PGDDSA Study · Semester 1

PGD01C02

Module 3 · Exploratory Data Analytics and Model Development

Descriptive Statistics: Mean, SD, Skewness, Kurtosis

Core Titles

Key headlines and terms for quick recall

Descriptive statistics — summarise data, no inference
Measures of central tendency: Mean, Median, Mode
Measures of spread: Range, IQR, Variance, Standard Deviation
Skewness — asymmetry of distribution
Kurtosis — tailedness / peakedness
Percentiles, Quartiles
Five-number summary (min, Q1, median, Q3, max)
Standard error, coefficient of variation $CV = \sigma/\mu$

Basic Idea

What it is, why it matters, how it works

What is descriptive statistics?

Descriptive statistics summarise the main features of a dataset — without making any inference about a larger population. They are the first lens applied during EDA.

Measures of Central Tendency

Mean — arithmetic average $\bar{x} = \dfrac{1}{n} \sum_{i=1}^n x_i$ .

Sensitive to outliers.

Median — middle value when sorted.

Robust to outliers; better for skewed data (income, house prices).

Mode — most frequent value.

Only sensible measure for nominal categorical data.

Measures of Spread

Range = $\max - \min$ . Very sensitive to outliers.

Interquartile Range (IQR) = $Q3 - Q1$ . Robust; spans the middle 50%.

Variance $\sigma^2 = \dfrac{1}{n} \sum (x_i - \bar{x})^2$ (population) or $s^2 = \dfrac{1}{n-1} \sum (x_i - \bar{x})^2$ (sample). Units are squared.

Standard deviation $\sigma = \sqrt{\sigma^2}$ . In the same units as the data — most reported.

Coefficient of Variation $CV = \sigma / \bar{x}$ . Unit-less; compares variability across different scales.

Shape

Skewness measures asymmetry: $\text{Skew} = \frac{E[(X - \mu)^3]}{\sigma^3}.$

0 = symmetric (normal).
$> 0$ = right-skewed (tail on right; mean > median); income, lifespan.
$< 0$ = left-skewed (tail on left; mean < median); exam scores capped at 100.

Kurtosis measures tailedness: $\text{Kurt} = \frac{E[(X - \mu)^4]}{\sigma^4}.$ Excess kurtosis = Kurt − 3 (so a normal has 0).

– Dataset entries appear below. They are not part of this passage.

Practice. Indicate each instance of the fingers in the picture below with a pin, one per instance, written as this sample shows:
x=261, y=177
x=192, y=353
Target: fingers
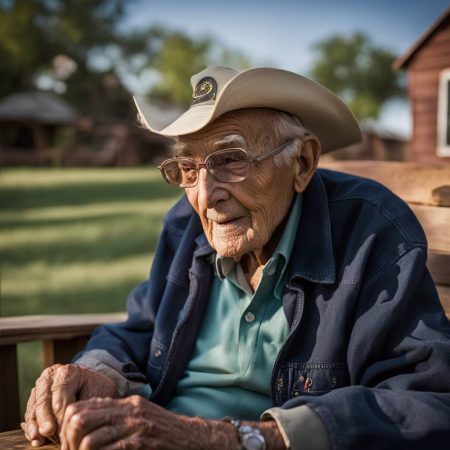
x=43, y=410
x=30, y=426
x=88, y=425
x=66, y=383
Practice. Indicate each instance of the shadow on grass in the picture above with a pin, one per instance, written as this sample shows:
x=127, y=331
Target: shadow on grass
x=84, y=194
x=154, y=219
x=110, y=297
x=110, y=246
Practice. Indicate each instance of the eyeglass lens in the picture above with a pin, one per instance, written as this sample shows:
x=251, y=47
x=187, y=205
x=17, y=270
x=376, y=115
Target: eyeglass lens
x=227, y=166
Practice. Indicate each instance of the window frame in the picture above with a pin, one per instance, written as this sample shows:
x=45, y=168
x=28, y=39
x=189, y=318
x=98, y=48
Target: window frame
x=443, y=117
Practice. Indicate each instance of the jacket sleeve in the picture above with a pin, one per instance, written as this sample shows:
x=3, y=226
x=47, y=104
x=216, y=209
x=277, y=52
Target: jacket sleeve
x=399, y=364
x=120, y=351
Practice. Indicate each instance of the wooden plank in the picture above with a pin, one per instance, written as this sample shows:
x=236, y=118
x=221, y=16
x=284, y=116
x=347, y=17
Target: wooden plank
x=439, y=265
x=444, y=296
x=30, y=328
x=9, y=389
x=15, y=440
x=414, y=183
x=435, y=222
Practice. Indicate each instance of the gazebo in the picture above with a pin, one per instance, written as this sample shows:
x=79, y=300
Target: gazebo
x=28, y=125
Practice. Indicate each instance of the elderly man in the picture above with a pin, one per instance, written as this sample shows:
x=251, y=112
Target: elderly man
x=287, y=307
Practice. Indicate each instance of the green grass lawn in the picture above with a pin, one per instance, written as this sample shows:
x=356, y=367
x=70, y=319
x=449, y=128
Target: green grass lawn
x=75, y=241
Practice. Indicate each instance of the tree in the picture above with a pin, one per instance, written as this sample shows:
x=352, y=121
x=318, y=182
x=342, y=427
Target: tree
x=78, y=49
x=358, y=71
x=180, y=56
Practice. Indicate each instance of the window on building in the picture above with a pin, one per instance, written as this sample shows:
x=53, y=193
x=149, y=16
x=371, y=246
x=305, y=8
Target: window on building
x=443, y=147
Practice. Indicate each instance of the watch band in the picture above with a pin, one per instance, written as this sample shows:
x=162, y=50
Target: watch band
x=250, y=437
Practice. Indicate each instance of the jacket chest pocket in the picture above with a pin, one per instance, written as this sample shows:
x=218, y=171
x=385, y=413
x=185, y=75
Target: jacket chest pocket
x=312, y=378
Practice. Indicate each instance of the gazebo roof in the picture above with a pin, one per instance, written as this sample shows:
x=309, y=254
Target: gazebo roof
x=37, y=107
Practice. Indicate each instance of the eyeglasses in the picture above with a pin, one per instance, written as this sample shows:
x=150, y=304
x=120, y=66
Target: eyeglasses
x=227, y=166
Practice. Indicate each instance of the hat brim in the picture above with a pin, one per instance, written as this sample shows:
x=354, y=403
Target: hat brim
x=319, y=110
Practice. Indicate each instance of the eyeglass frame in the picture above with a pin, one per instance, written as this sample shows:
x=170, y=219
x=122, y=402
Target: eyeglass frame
x=204, y=164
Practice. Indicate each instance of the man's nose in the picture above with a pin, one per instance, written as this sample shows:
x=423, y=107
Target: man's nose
x=210, y=191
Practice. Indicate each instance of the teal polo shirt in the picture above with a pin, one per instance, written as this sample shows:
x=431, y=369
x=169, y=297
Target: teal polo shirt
x=230, y=371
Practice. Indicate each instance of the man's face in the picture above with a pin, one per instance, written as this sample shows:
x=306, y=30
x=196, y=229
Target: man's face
x=239, y=218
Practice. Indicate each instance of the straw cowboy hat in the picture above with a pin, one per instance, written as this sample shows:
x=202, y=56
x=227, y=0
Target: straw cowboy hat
x=217, y=90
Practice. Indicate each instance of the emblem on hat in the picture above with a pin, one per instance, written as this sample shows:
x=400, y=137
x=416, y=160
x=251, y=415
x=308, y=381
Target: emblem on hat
x=205, y=90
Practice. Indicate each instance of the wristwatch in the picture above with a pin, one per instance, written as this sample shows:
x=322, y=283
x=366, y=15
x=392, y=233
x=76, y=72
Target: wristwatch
x=251, y=438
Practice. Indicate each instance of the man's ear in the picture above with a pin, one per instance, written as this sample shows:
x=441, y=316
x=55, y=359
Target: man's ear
x=306, y=162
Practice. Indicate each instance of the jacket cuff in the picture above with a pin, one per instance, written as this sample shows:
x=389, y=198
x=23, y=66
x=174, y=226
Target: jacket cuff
x=301, y=428
x=101, y=361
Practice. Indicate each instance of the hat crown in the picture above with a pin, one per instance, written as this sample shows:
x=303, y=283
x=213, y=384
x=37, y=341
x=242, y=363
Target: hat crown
x=208, y=83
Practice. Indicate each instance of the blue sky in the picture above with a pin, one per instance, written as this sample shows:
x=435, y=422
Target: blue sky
x=282, y=33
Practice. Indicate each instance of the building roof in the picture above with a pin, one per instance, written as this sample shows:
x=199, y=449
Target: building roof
x=37, y=107
x=406, y=58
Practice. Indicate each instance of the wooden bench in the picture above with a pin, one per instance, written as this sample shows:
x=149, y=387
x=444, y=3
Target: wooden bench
x=62, y=337
x=426, y=188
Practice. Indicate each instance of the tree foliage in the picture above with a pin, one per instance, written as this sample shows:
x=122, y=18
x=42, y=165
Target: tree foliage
x=358, y=71
x=77, y=48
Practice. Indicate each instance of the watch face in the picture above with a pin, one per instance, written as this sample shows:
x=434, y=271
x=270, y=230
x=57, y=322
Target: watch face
x=253, y=441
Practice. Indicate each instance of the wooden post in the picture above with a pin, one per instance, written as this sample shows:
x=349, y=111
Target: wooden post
x=9, y=389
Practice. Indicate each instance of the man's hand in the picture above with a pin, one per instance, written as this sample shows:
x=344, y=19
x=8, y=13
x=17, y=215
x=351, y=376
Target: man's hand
x=135, y=423
x=56, y=388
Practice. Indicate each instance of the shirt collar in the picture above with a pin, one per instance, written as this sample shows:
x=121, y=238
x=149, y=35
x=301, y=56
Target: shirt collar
x=312, y=255
x=224, y=266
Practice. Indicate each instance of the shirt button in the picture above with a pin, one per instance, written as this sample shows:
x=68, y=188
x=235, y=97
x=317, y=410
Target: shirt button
x=249, y=317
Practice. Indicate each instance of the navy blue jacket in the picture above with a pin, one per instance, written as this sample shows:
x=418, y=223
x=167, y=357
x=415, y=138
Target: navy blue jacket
x=366, y=324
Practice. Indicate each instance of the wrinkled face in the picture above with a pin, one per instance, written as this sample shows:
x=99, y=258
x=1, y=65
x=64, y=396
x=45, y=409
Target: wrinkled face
x=238, y=218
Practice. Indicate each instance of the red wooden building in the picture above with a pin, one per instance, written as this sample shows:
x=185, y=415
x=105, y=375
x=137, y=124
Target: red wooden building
x=428, y=65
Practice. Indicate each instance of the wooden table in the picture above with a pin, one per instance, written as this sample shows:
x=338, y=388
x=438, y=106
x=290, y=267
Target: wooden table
x=15, y=440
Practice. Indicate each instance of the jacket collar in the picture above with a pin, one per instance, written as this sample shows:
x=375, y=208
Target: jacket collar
x=312, y=256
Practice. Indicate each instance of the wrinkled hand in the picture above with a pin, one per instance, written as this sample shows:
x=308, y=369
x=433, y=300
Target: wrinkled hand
x=135, y=423
x=56, y=388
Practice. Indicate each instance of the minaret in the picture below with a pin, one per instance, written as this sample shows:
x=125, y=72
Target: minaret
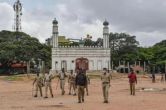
x=55, y=33
x=106, y=34
x=18, y=13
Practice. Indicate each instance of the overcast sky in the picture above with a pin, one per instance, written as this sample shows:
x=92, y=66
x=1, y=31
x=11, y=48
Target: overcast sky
x=145, y=19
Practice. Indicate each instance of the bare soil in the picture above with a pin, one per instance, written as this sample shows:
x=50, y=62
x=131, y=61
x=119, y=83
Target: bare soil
x=17, y=95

$> 0$ leptokurtic — fat tails, more outliers (stock returns).
$< 0$ platykurtic — thin tails, flat top.

Quartiles and percentiles

Quartiles $Q1, Q2 (=$ median $), Q3$ split data into four parts.
Percentiles $P_k$ — value below which $k\%$ falls.
Five-number summary $(\min, Q1, \text{median}, Q3, \max)$ — basis of the box plot.

Why these matter

Quickly profile a dataset.
Catch data-quality issues (impossible min/max, weird mode).
Decide on transformations (log if heavily skewed).
Drive choice of model (parametric vs non-parametric).
Justify outlier treatment.

pandas one-liner

df.describe()  # count, mean, std, min, 25%, 50%, 75%, max
df.skew(), df.kurt()

Mind Map

Visual structure of the concept

DESCRIPTIVE STATISTICS
├── Central tendency
│   ├── Mean        (sensitive to outliers)
│   ├── Median      (robust)
│   └── Mode        (nominal)
├── Spread
│   ├── Range
│   ├── IQR  (Q3 − Q1)
│   ├── Variance σ²
│   ├── Std dev σ
│   └── Coef. of variation σ/μ
├── Shape
│   ├── Skewness
│   │   ├── > 0 right-skew (income)
│   │   └── < 0 left-skew (capped scores)
│   └── Kurtosis
│       ├── > 3 leptokurtic — fat tails
│       └── < 3 platykurtic — flat
├── Quartiles / Percentiles
└── 5-number summary (basis of box plot)

Exam Q&A

Part A (2 marks) and Part B (20 marks) style questions

Part A (2 marks each)

Q1. Define mean, median and mode.

Mean — arithmetic average $\bar x = \dfrac{1}{n}\sum x_i$ .
Median — middle value when sorted; robust to outliers.
Mode — most frequent value; the only measure suitable for nominal data.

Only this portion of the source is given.